Humour can be so difficult to get right, but Nina Stibbe does it superbly in her novel, Man at the Helm, which is a kind of 1970s Love in a Cold Climate. The story is told by Lizzie Vogel, born with a silver spoon in her mouth, thanks to the fortune her father's business reels in.
    Sadly her parents have fallen out of love - they were young iconoclasts together when they married, but the demands of the family business have turned Lizzie's dad into a different kind of person.
    Divorce sees Lizzie and her mother, her sister and brother (Little Jack) packed off to a house in the country in Mrs Vogel's ancient Mercedes, Geraldine. It's a grand house, with a gardener, Mr Gummo, but it's too far to travel for housekeeper, Mrs Lunt, who hates children but makes wonderful jam tarts, and it is the end of the nanny era.

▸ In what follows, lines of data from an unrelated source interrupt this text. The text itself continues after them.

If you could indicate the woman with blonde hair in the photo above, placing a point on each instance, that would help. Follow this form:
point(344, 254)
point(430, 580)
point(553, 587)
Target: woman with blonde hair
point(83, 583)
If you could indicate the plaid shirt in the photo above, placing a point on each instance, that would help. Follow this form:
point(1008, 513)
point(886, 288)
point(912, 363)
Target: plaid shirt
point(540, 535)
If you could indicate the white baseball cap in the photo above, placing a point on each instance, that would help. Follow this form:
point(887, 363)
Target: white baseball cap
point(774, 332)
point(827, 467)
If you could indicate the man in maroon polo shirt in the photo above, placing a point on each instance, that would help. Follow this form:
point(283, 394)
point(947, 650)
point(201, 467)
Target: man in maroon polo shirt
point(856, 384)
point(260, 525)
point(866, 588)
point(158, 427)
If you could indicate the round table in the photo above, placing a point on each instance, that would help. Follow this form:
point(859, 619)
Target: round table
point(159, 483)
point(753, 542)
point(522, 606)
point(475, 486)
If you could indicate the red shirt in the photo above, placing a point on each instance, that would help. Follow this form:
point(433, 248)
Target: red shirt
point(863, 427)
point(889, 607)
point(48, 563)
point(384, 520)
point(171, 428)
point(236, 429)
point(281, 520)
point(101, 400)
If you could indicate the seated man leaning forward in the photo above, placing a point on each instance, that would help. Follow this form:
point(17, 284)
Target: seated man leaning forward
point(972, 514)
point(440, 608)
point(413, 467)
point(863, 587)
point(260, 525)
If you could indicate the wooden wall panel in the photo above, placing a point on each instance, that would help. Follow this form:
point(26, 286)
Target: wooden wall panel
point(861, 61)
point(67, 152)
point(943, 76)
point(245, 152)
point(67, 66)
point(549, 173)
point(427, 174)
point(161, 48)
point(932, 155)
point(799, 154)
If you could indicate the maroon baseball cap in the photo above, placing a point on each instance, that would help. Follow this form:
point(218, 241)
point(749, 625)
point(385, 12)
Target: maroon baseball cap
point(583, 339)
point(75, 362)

    What's more the village is not ready for a divorcee among their ranks - even the vicar warns Mrs Vogel that while the family may attend services, she would not be eligible to join their women's fellowship group. The village families discourage their children from forming friendships with the Vogel children so it's just as well they have each other.
    Mrs Vogel, sinks into the depths of despond, sun-bathing and becoming addicted to tranquillisers, which means not a lot of mothering, let alone housekeeping, happens. But she's still young and beautiful (shaking her hand causes men to fall in love with her) so the girls hatch a plan to find a new 'man at the helm'.
    After much debate, the girls gradually add men to the list, most of whom are already married, but that seems to be no impediment.  They are after all desperate not to be made wards of court, and will try anyone. The vicar makes the list and even Mr Gummo - though only if all else fails. Which it nearly does, and love comes, as it always does, from the least likely direction.
    Man at the Helm is a refreshing, delightful novel, gently humorous offering a steady stream of chuckles rather than uproarious hilarity. A lot of this is down to Stibbe's lovely use of language - whimsical and original - which she uses to create the narrative voice of ten-year-old Lizzie. And the 1970's era is nicely brought to life here, along with small town life. It's altogether more-ish, like Mrs Lunt's jam tarts, just the ticket for the silly season.